Given this commitment to granting what amounts to immunity to top officials in the Bush administration, including Bush and Cheney, as well as the intelligence apparatus, Obama’s formal renunciation of torture is as hollow and cynical as Bush’s own repeated assertion that, “The United States does not torture.” It did, it does, and it undoubtedly will continue to do so under an Obama administration.
Under the Geneva Conventions, those responsible for torture, including top political officials, must be prosecuted. Obama’s commitment to what amounts to an amnesty on this question makes him complicit.
All the rhetoric about “moving forward” cannot hide the fact that the incoming administration is determined to cover up these crimes because they were supported not merely by the Bush administration and the Republicans, but by the Democrats as well.
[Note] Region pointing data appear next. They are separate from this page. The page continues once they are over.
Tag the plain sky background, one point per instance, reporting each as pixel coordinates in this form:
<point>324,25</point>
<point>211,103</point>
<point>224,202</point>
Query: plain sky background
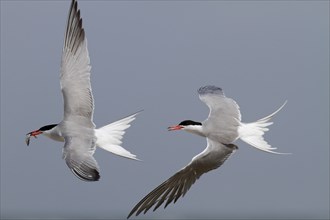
<point>154,55</point>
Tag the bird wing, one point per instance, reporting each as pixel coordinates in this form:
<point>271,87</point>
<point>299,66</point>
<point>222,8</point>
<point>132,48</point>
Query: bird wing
<point>78,154</point>
<point>75,68</point>
<point>176,186</point>
<point>224,117</point>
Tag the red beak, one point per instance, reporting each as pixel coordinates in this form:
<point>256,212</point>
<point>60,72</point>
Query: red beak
<point>175,127</point>
<point>35,133</point>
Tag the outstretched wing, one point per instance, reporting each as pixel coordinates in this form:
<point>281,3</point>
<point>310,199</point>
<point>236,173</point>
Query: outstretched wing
<point>224,117</point>
<point>75,68</point>
<point>176,186</point>
<point>78,154</point>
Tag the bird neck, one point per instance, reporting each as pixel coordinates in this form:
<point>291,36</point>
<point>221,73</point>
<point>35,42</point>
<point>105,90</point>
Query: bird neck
<point>195,129</point>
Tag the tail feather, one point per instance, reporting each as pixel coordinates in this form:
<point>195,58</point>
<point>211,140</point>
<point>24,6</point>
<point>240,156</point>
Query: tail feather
<point>252,133</point>
<point>109,137</point>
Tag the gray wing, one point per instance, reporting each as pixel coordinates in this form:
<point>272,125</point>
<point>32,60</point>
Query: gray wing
<point>78,154</point>
<point>224,117</point>
<point>75,68</point>
<point>176,186</point>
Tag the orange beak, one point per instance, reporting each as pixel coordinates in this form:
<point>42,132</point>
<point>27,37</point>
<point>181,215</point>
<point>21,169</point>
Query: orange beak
<point>175,127</point>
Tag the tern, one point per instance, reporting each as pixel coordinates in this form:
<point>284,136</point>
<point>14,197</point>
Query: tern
<point>77,129</point>
<point>222,127</point>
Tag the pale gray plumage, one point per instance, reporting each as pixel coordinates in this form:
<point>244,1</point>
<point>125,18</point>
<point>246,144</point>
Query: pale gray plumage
<point>77,126</point>
<point>222,127</point>
<point>77,129</point>
<point>177,186</point>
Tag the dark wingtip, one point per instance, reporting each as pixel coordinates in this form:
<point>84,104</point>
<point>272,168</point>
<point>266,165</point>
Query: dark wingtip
<point>210,89</point>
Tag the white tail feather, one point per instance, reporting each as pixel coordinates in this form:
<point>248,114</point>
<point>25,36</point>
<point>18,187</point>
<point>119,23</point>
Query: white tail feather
<point>252,133</point>
<point>109,137</point>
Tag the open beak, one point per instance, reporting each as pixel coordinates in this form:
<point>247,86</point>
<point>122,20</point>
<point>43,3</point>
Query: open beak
<point>175,127</point>
<point>31,134</point>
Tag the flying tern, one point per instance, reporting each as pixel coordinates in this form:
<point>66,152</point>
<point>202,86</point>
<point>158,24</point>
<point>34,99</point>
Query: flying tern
<point>222,127</point>
<point>77,130</point>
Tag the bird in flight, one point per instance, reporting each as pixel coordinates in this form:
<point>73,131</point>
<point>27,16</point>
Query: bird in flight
<point>77,129</point>
<point>222,127</point>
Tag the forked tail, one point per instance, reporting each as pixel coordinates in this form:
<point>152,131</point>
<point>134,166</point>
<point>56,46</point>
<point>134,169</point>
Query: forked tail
<point>252,133</point>
<point>109,137</point>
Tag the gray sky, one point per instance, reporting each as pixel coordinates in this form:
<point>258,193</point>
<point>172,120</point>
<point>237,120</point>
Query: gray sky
<point>154,56</point>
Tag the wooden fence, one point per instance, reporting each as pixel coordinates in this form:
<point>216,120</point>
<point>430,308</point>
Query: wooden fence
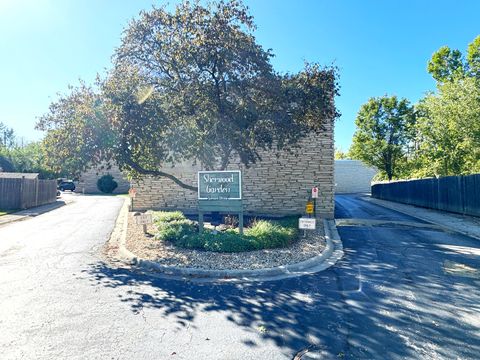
<point>459,194</point>
<point>26,193</point>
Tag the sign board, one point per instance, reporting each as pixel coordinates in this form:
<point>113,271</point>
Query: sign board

Any genuine probe of the torture and detention policies of the last several years would inevitably implicate Democratic congressional leaders who were briefed and signed off on these criminal practices.
Obama’s “moderation” and “non-partisan” approach have won praise from the political right and the establishment media.
The latest issue of Newsweek magazine carries a cover story headlined: “What Would Dick Do? Why Obama May Soon Find Virtue in Cheney’s Vision of Power.”
“Obama, who has been receiving intelligence briefings for weeks, is unlikely to wildly overcorrect for the Bush administration’s abuses,” the Newsweek story states.
The president-elect’s performance on “This Week” elicited a column dripping with cynical satisfaction by William Kristol in the New York Times. Kristol, among the most prominent ideologues of the neo-conservative right, titled his piece “Continuity We Can Believe In.”
Kristol began by noting Obama’s announcement that he had narrowed his search for a White House dog to two “no-drama” breeds, adding, “And he seems to be going for the no-dramatic-change-in-the-White-House alternative as well.”
The tongue-in-cheek presentation barely concealed an unflattering analogy. Obama, marketed to the American electorate as the “candidate of change,” is emerging ever more openly as the lap dog of the same ruling elites that pursued their interests through the Bush administration before him.
Inevitably, to serve these economic, social and political interests, an Obama administration will incorporate much of the same criminal methods that were employed by its predecessor. It is for this reason that even the largely symbolic task of shutting down the US prison at Guantanamo has suddenly become very complicated.